St Joseph, summoning all courage, marched into the temple, His Wife in Tow. He who had feared to dwell in Bethlehem, in the vicinity of Murderous Jerusalem, now walked boldly across the Court of the Gentiles, the Women's Court, and the Men's Court to the threshold of the Altars of Sacrifice. Anything could happen. The soldiers might slaughter His Son at any moment. Perhaps they were waiting for Him and Our Lady also, that they might put an end to anymore Virginal Conceptions. Our Lord Jesus Christ sees them, and as they come into earshot, His Mother Says, almost in exasperation, "Son, why hast thou done so to us? Behold Thy Father and I have sought thee sorrowing."

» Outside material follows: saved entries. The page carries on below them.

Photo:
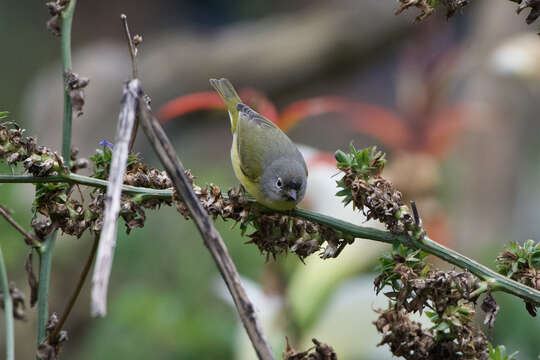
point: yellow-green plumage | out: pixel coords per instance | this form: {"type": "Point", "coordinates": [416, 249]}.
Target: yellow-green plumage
{"type": "Point", "coordinates": [262, 155]}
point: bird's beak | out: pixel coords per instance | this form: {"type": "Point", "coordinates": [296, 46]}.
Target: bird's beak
{"type": "Point", "coordinates": [291, 194]}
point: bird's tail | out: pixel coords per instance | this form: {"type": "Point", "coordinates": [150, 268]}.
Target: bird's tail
{"type": "Point", "coordinates": [230, 98]}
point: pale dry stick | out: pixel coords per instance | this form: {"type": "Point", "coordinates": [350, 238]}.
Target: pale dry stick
{"type": "Point", "coordinates": [107, 241]}
{"type": "Point", "coordinates": [211, 237]}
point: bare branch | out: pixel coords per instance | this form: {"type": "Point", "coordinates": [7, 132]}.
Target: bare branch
{"type": "Point", "coordinates": [210, 235]}
{"type": "Point", "coordinates": [107, 242]}
{"type": "Point", "coordinates": [29, 238]}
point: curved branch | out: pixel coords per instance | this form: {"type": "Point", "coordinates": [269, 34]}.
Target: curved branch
{"type": "Point", "coordinates": [497, 281]}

He, in a seemingly trite and sarcastic manner, replied: "How is it that you sought me? Did you not know, that I must be about My Father's business?" Now, St Luke immediately adds: "And they understood not the word that he spoke unto them." [St Luke, Chapter Two, Verse Fifty.]
But Our Lady immediately understood that: "My Son [Daughter], reject not the correction of the Lord: and do not faint when Thou art chastised by Him: For whom the Lord loveth, He chastiseth: and as a Father in the Son [Daughter] He pleaseth Himself" [Proverbs Chapter Three, Verses Eleven and Twelve]. And that was her joy. As Luke states, she pondered these things in Her Immaculate Heart. Slowly she would begin to understand her great role as Co-Redemptrix and Mediatrix of All Graces. Meanwhile, while we often recall that while Our Lady is the Mother of the Son and Spouse of the Holy Ghost, we tend to forget sometimes that she remains the Daughter of the Father, a Mere Creature.
Our Lord abandoned her because she could not share beneath the Foot of the Cross this particular pain of His Passion, which He would express from the Holy Wood of the Cross, because hers would be a more immediate occupation, which shall be elaborated in its time. Meanwhile, as the years went by, Our Lady would become more cognizant of her role, for she too "advanced in wisdom, and age, and grace with God and men."